Tuerkheimer erklärte, sie halte Merchans Urteil für ziemlich begrenzt und der Richter sei vorsichtig gewesen, als er erklärte, zu welchen genauen Handlungen die Staatsanwaltschaft Trump befragen könne. Im Wesentlichen, sagte sie, habe Merchan seine Konzentration auf Beweise gezeigt, die viel näher an den strafrechtlichen Vorwürfen liegen, mit denen Trump konfrontiert ist.

"Die Arten von negativem Verhalten oder Fehlverhalten sind bei Weinstein und Trump unterschiedlich, und bei Trumps Anklage gibt es nicht die gleiche Reihe von Zeugen", fügte Tuerkheimer hinzu.

Weinstein wollte aussagen, behauptet sein Anwalt

Der Anwalt Arthur Aidala, der Weinstein in seinem Berufungsverfahren verteidigte, erklärte gegenüber CNN, dass Trump in der gleichen Zwickmühle steckt wie Weinstein während seines Prozesses.

Aidala sagte, dass die Zeugen und Beweise, die im Weinstein-Prozess zugelassen wurden, eine wichtige Rolle bei Weinsteins letztendlicher Entscheidung gespielt haben, sich aus dem Zeugenstand zurückzuziehen.

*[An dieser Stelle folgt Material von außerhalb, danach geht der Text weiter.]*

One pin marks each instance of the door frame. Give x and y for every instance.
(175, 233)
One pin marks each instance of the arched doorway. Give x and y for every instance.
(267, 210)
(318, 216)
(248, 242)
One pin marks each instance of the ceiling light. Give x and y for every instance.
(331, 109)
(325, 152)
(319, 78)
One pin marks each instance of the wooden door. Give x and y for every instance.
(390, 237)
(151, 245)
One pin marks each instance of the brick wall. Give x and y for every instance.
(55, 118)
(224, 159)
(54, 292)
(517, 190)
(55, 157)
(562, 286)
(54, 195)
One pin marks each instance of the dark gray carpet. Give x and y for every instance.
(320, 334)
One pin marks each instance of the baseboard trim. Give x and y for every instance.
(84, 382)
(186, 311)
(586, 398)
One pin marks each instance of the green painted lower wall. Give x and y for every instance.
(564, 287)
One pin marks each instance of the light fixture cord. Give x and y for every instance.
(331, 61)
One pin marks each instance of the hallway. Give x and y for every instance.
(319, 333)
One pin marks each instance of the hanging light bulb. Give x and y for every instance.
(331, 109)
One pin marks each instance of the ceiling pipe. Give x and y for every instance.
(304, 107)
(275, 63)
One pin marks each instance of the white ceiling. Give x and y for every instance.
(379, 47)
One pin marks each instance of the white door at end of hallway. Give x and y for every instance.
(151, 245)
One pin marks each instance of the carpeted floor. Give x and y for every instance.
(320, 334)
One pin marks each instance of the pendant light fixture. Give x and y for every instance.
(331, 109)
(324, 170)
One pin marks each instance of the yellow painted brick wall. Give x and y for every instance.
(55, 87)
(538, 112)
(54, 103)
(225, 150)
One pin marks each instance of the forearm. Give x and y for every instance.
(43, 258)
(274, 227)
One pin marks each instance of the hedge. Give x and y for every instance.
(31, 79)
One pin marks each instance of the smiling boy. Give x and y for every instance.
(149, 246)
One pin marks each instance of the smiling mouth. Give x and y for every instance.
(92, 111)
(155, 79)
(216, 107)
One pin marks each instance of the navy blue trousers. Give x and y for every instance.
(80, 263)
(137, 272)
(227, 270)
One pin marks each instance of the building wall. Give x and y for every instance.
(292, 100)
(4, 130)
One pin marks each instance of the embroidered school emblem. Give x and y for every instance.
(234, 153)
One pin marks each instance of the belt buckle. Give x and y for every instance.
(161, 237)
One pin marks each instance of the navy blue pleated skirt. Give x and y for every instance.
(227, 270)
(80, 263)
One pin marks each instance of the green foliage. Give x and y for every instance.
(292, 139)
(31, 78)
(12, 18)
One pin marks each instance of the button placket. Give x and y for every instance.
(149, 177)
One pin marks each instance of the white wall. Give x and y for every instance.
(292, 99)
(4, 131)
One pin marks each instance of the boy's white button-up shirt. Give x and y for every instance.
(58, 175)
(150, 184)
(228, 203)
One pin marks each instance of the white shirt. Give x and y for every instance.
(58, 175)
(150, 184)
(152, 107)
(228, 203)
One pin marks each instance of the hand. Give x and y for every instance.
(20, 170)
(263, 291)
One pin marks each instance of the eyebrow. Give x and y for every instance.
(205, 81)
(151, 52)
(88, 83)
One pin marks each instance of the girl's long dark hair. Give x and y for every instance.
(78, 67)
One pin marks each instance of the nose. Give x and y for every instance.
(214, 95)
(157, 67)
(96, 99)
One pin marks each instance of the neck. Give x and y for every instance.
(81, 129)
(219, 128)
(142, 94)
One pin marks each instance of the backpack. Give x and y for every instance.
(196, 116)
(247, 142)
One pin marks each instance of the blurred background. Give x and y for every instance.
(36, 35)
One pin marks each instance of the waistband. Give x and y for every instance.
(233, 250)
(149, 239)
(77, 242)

"Niemand, der bei klarem Verstand ist, würde auf der Grundlage der Entscheidung, welche früheren schlimmen Taten er ins Kreuzverhör nehmen kann, aussagen", erklärte Aidala gegenüber Reportern nach der ersten Bekanntgabe des Urteils. "Harvey wird nach diesem neuen Urteil in den Zeugenstand treten und seine Sicht der Dinge darlegen können."

Obwohl Weinstein aussagen wollte, erklärte Aidala, dass die Entscheidung darüber, zu welchen Themen er im Kreuzverhör befragt werden kann, ihn dazu veranlasst hat, darauf zu verzichten.

Das Urteil im Fall Weinstein könnte Aufschluss darüber geben, was eine mögliche Berufung nach sich ziehen könnte, falls Trump für schuldig befunden wird.

Gillers wies darauf hin, dass das Weinstein-Urteil nicht nur die Gedanken des Richters belastet habe. Es hat der Staatsanwaltschaft möglicherweise einen Fahrplan an die Hand gegeben, welche Fallstricke zu vermeiden sind, während sie auf eine Gelegenheit zum Kreuzverhör von Trump warten.

"Der klügste Schachzug für die Staatsanwaltschaft ist es, sich darauf zu einigen, keine Beweise für frühere Straftaten vorzulegen, wenn Trump aussagt - seinen Bluff herauszufordern. Er wird nicht aussagen, aber er wird auch kein Sandoval-Argument in der Berufung haben."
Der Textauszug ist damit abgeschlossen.